Alarmiert ist die Landespolitik, seit vor einigen Jahren die bundeseigene Bodenverwertungs- und -verwaltungs GmbH (BVVG) den Wandlitzsee im Landkreis Barnim an einen privaten Investor veräußert hatte. Ministerpräsident Dietmar Woidke (SPD) sagte gestern, dass dieser Schritt für erhebliche Konsequenzen gesorgt und die touristische und wirtschaftliche Nutzung des Sees stark beeinträchtigt habe. Auch die Kommune habe kein Mitspracherecht mehr. Das Land habe daraufhin mit dem Bund Verhandlungen aufgenommen, »und sie waren nicht leicht«, wie Minister Görke versicherte. Vor dem Hintergrund der Vorgänge in Wandlitz hatte eine Landtagsmehrheit die Landesregierung aufgefordert, für die kostenlose Übernahme der Seen zu streiten. Damit biss man allerdings in Berlin auf Granit. Nachdem auch Mecklenburg-Vorpommern seine Seen kaufen musste, blieb auch Brandenburg kein anderer Weg. Nun aber bestehe die Möglichkeit, den Kommunen mehr als 100 Seen anzubieten. Natürlich unter Beachtung von Naturschutz und Landesplanung, ergänzte Woidke. Die Kommunen als neue Eigentümer würden die Seen kostenlos erhalten, sie müssten sich allerdings zu den naturschutzfachlichen Forderungen bekennen und sie erfüllen, sagte Görke. Beide Politiker unterstrichen, dass die »freie Zugänglichkeit« zum Seeufer Sinn und Zweck der Aktion sei.

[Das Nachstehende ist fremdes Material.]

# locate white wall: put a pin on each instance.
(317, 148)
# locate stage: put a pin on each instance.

Dem Ministerpräsidenten schweben frei begehbare »Rundwege« vor. Auf Nachfrage räumte er ein, dass bei Gegenwart von »älteren Rechten« die Durchsetzung »sehr schwierig« werden könnte. Auf jeden Fall untersage die Rechtslage, den Zugang zu den Seen an irgend einer Stelle weiter einzuschränken.

Woidke geht davon aus, dass in der überwältigenden Zahl der Fälle die Kommunen gern zugreifen und die angebotenen Seen übernehmen werden. Nicht übernommene Gewässer verblieben in Landeshand und würden vom Land bewirtschaftet.

Nach dem Kauf des ersten »Seenpakets« hatte sich eine interministerielle Arbeitsgruppe »Seen« gebildet und laut Infrastrukturminister Jörg Vogelsänger (SPD) erste Nutzungsvorstellungen vorgelegt: Demnach habe die Arbeitsgruppe vorgeschlagen, 20 der damals 65 Gewässer aus naturschutzfachlichen Gründen dem Ressortvermögen des Naturschutzes beziehungsweise der Forst zuzuordnen. Ausgeschlossen war einzig die Privatisierung von einzelnen Gewässern. Eine Änderung der genehmigten bisherigen Nutzung wurde nicht vorgesehen.

Das Land Brandenburg hatte 2012 die ersten 65 Seen vom Bund für insgesamt 3,7 Millionen Euro übernommen. Damals waren 3135 Hektar Seenfläche, die meisten davon in der Uckermark, an das Land übergegangen. Hinzu kamen noch 17 Seen, welche das Land unentgeltlich bezog, weil sie zum einstigen Preußenvermögen gehörten.